# Kafka Streams RocksDB tuning

*Bound RocksDB memory and disk before it bounds your container.*

The [state store](https://www.conduktor.io/kafka-streams/state-store) page told you RocksDB lives off-heap and that your container gets `OOMKilled` while the JVM heap looks fine. This page is the fix in full: where every byte of that off-heap memory goes, the arithmetic that makes it explode on an instance owning many partitions, the `RocksDBConfigSetter` that actually caps it, and the disk failure mode nobody warns you about until the volume is full.

This is the deep version.

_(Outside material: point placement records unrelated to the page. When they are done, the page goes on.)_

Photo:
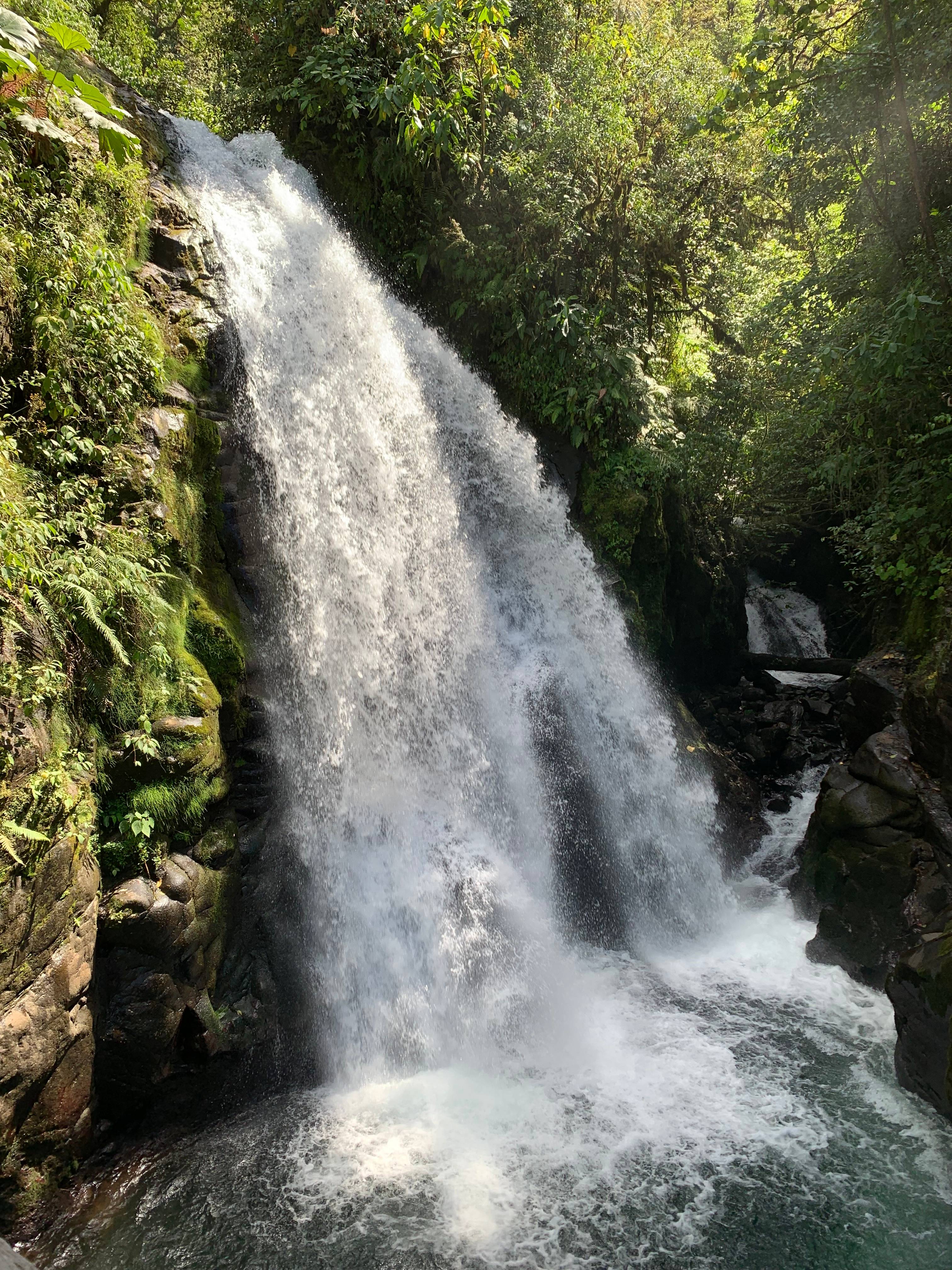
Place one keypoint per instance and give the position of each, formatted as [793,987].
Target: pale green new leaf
[118,143]
[17,33]
[45,129]
[92,96]
[68,38]
[13,61]
[21,831]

If you haven't read why RocksDB memory is invisible to `-Xmx`, start with [state stores](https://www.conduktor.io/kafka-streams/state-store); here we assume you already know it's a native C++ library and pick up from there.

**What you'll learn:**
- Exactly which RocksDB structures consume off-heap memory, and which knob bounds each
- The per-partition, per-store math that turns a "small" budget into a container OOM
- A production `RocksDBConfigSetter` with a strict shared cache + write buffer manager
- How disk fills up, and the native-library traps on Alpine and ARM

## Where the off-heap memory actually goes

"RocksDB uses off-heap memory" is true but useless for tuning. You need to know the four structures that hold it, because each one has a different default and a different knob.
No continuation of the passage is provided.